DOOM Emacs. It's my IDE, my email client, sometimes my terminal, my calendar, my regular word editor, it's just everything I need.

NVChad. It's Neovim but with all the smart plugins as default. I prefer it over lazyvim as it just has everything I need good to go.

CLI/TUIs:

If you like watching anime than Ani-CLI is the best thing out there. has everything and you can watch whatever you want in the terminal.

Bat. It's like Cat but better.

lazygit. really great git interface that makes things easy.

cmus. easiliy the best TUI music player

yazi. my go to file manager. has everything I need, easy to theme and customize.

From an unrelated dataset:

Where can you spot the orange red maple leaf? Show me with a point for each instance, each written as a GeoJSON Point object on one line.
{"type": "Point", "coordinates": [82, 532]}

osxiv. straight forward image viewer

Browser:

Qutebrowser. I like using vim navigation for everything so Qutebrowser is my browser of choice. very easy to customize and configure with custom scripts. works fantastic with various password managers.

[-] OUwUO@programming.dev 3 points 1 day ago

DOOM Emacs

NVChad

You might be the first person I've found on Lemmy that actively uses both DOOM Emacs and a Neovim distribution. Could you perhaps do a deeper dive on your work flow? Thanks in advance!

[-] rozodru@piefed.world 2 points 20 hours ago

Sure. I use NVChad for web development/simple HTML since it's preconfigured perfectly for that stuff right out of the box. for example hex color codes it shows a visual representation of the colour which is awesome when using tailwind or just regular css. It's simple to set up right away so I can easily install it quickly on any machine and be good to go.

DOOM Emacs I use for larger projects/builds, compiling stuff, working with configurations (I primarily use NixOS) as I find it works better with that stuff. having a built in terminal is also very nice as well as a built in email client and the built in file manager makes managing projects much easier combined with the added built in git. Also with DOOM Emacs if I create a new file for something it will have stuff preconfigured, kinda like a bootstrap, for various things.

[-] OUwUO@programming.dev 1 points 5 hours ago

Thank you so much for the elaborate answer! Have a good one!